LoRA, short for Low-Rank Adaptation, is a fine-tuning technique introduced by Microsoft researchers in their paper LoRA: Low-Rank Adaptation of Large Language Models.
The main idea behind LoRA is that instead of updating all the pre-trained weights, you freeze them and train smaller “adapter” matrices that represent the update to the base model.
In a standard neural network layer, we have:
Y = WX + b
Where:
- W is the weight matrix
- X is the input
- b is the bias
- Y is the output
LoRA modifies this as follows:
Y = (W + BA)X + b
Where:
- W is the frozen pre-trained weight matrix
- B and A are low-rank matrices, which means that they are “smaller” than the original W matrix and can be stored more efficiently
- BA is the product of these matrices, representing the update to W
Upshot
- Only a small number of parameters (in A and B) need to be trained
- Uses way less VRAM, and most of the VRAM requirement is for loading the base model, not for training
- Can result in less overfitting compared to full fine-tuning
- Can be applied selectively to certain layers or components of the model
- Multiple LoRA modules can be trained for different tasks and swapped out as needed
- Can use a higher learning rate due to the smaller number of parameters
What is QLoRA?
QLoRA, or Quantized LoRA, is an extension of the LoRA technique that further reduces the memory footprint of fine-tuning by quantizing the low-rank matrices.
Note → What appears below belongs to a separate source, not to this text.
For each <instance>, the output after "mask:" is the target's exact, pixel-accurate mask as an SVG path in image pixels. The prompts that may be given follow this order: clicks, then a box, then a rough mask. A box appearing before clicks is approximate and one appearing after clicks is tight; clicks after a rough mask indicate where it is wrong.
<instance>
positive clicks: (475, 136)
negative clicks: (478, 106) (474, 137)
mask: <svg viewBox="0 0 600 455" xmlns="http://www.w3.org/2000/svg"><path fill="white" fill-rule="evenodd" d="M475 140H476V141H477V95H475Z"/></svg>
Introduced in the paper QLoRA: Efficient Finetuning of Quantized LLMs, QLoRA applies post-training quantization to the A and B matrices, converting them from 32-bit floating-point numbers to lower-precision representations, such as 8-bit integers.
By quantizing the low-rank matrices, QLoRA achieves a 4x reduction in memory usage compared to standard LoRA, making it possible to fine-tune even larger models on resource-constrained devices.
Upshot
- Further reduces the memory footprint of fine-tuning
- Can lead to a loss of knowledge and a lower-quality fine-tune, but not necessarily. Sometimes the quantization actually reduces overfitting.
- The loss of knowledge is also mitigated because the adapters are generally not quantized - it’s the base model that will suffer in performance
Which one should you use?
- If you have access to hardware with enough space, use LoRA. Refer the table below for a rough estimate of the memory requirements for different model sizes.
Method | Bits | 7B | 13B | 30B | 70B | 110B | 8x7B | 8x22B |
---|---|---|---|---|---|---|---|---|
Full | Amp | 120GB | 240GB | 600GB | 1200GB | 2000GB | 900GB | 2400GB |
Full | 16 | 60GB | 120GB | 300GB | 600GB | 900GB | 400GB | 1200GB |
LoRA | 16 | 16GB | 32GB | 64GB | 160GB | 240GB | 120GB | 320GB |
QLoRA | 8 | 10GB | 20GB | 40GB | 80GB | 140GB | 60GB | 160GB |
QLoRA | 4 | 6GB | 12GB | 24GB | 48GB | 72GB | 30GB | 96GB |
QLoRA | 2 | 4GB | 8GB | 16GB | 24GB | 48GB | 18GB | 48GB |
- If you don’t have enough space, for example, if you only have access to a free T4 on Google Colab, try qLoRA.